A grown-up Christopher Robin has a heart-to-heart with Winnie the Pooh.

Show of hands: After reading or watching Winnie the Pooh, A.A. Milne’s classic children’s tale, did you ever wonder what happened to Christopher Robin after he grew up and left behind his animal friends in the Hundred Acre Wood? Well, if you did, Christopher Robin the newest Disney live-action remake/sequel/cash grab will have all the answers you’d like and then some. Turns out, Christopher Robin (Ewan McGregor) went to war, got married, had a child and settled into an unfulfilling job at a luggage company. He also, unfortunately, became a bit of a workaholic pill. His wife, Evelyn (Hayley Atwell) and daughter Madeline (played by the wonderfully named Bronte Carmichael) hardly ever see him and when they do, they have little patience for his well-worn excuses for missing yet another family vacation. Clearly, Christopher Robin needs someone to shake some sense into him. This is where Winnie the Pooh (Jim Cummings) comes in.

The film’s CGI may take some getting used to Pooh’s realistic black button eyes resemble those of a great white shark but eventually the stuffed bear’s pleasantly worn and tactile design grew on me. Without spoiling the details, Pooh somehow finds himself in London with a very harried Christopher Robin. The interactions between Pooh (the lovable “bear of little brain”) and Christopher (the stereotypical melancholic, blinkered adult) are the best in the film. Pooh has a childlike way of innocently exposing the meaninglessness of Christopher Robin’s grown-up career. Eventually, Robin begins to question his priorities and learn how to play again.

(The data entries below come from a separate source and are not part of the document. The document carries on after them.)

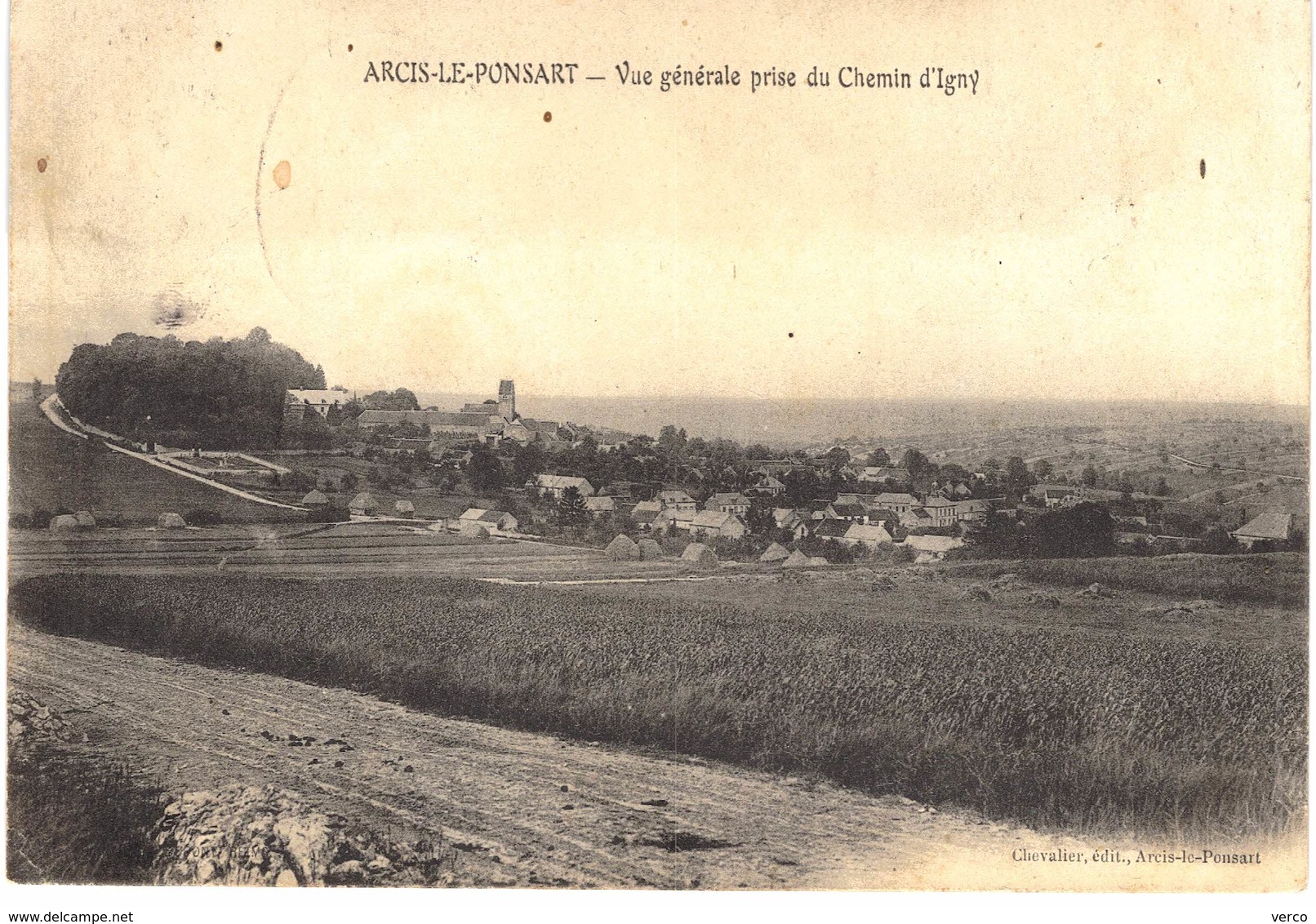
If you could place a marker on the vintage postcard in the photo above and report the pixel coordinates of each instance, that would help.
(660, 446)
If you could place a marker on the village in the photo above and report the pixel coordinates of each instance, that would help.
(705, 500)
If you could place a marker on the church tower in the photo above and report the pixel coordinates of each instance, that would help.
(507, 399)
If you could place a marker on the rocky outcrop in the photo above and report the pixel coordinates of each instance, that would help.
(29, 719)
(266, 836)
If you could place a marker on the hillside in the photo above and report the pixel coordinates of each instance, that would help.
(51, 470)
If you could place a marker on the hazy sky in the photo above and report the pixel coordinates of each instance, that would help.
(1049, 238)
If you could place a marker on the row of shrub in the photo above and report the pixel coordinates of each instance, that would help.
(40, 518)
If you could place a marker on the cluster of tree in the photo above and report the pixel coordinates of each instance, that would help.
(398, 399)
(219, 393)
(1071, 532)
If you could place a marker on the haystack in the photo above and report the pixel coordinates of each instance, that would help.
(623, 549)
(698, 553)
(649, 550)
(363, 504)
(471, 530)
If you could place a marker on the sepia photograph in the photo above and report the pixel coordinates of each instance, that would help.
(787, 448)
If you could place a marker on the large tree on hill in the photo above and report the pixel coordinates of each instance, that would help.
(485, 470)
(217, 393)
(571, 509)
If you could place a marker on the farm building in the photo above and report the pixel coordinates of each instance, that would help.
(787, 518)
(916, 519)
(716, 526)
(623, 549)
(677, 500)
(728, 503)
(649, 550)
(853, 513)
(942, 511)
(877, 473)
(698, 553)
(644, 513)
(932, 548)
(898, 502)
(500, 520)
(299, 402)
(865, 535)
(600, 506)
(673, 518)
(556, 485)
(1271, 526)
(363, 504)
(825, 530)
(473, 530)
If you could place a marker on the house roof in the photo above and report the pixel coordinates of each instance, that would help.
(847, 511)
(714, 519)
(868, 533)
(481, 515)
(731, 498)
(644, 513)
(1271, 526)
(423, 419)
(561, 482)
(832, 528)
(318, 397)
(933, 543)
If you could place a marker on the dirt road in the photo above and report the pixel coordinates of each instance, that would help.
(525, 810)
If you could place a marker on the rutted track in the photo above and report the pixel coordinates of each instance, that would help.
(529, 810)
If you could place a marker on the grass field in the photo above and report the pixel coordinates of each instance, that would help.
(75, 819)
(51, 470)
(1275, 578)
(1055, 726)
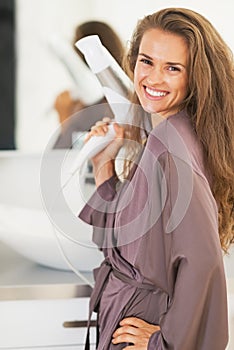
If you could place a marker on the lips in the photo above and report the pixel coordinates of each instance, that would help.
(155, 93)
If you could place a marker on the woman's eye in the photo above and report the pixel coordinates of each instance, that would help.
(146, 61)
(173, 69)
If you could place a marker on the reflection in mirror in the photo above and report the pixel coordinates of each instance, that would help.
(40, 75)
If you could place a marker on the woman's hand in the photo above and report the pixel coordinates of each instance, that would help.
(136, 331)
(103, 162)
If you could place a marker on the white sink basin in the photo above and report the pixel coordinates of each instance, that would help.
(38, 218)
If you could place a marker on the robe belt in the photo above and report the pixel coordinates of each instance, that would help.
(101, 275)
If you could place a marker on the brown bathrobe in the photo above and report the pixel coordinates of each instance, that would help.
(159, 234)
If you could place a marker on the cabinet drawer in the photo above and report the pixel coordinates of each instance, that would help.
(44, 323)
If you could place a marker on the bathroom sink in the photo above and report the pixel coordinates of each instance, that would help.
(39, 204)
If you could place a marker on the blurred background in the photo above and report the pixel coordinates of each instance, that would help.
(32, 76)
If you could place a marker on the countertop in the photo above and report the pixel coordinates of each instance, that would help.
(22, 279)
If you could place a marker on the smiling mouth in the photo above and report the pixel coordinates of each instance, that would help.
(155, 93)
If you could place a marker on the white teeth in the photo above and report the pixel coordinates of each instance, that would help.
(155, 93)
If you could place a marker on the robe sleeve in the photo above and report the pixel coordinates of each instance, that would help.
(196, 318)
(99, 212)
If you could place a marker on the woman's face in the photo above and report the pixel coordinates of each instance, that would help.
(160, 75)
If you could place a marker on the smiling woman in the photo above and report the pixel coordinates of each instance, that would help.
(162, 230)
(160, 74)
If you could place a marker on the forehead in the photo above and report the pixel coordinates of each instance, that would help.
(159, 44)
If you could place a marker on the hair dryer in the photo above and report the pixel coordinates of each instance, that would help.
(116, 87)
(81, 75)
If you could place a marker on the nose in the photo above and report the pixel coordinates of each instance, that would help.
(155, 76)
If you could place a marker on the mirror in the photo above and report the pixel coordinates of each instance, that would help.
(40, 75)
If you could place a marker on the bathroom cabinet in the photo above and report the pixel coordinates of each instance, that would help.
(29, 324)
(42, 308)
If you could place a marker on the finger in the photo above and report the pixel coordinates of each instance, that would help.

This is not an unexpected character arc. In fact, it’s a pretty cliched one, recycled from films like Mary Poppins and Hook. But the movie’s utter predictability does not negate its sweetness. It’s ultimately a story about one family coming together again and finding happiness. Simple but effective. Much of the film’s charm is down to the actors. McGregor admirably commits to his scenes with Pooh & Co, while Cummings brings out the wistful sadness of the script. Together, they give the film real heart. 

Whatever else might be said about the film’s lazy writing, Christopher Robin gets the job done transporting kids to the lovely Hundred Acre Wood and taking their parents along for a pleasant nostalgia trip. There are worse ways to spend a rainy afternoon.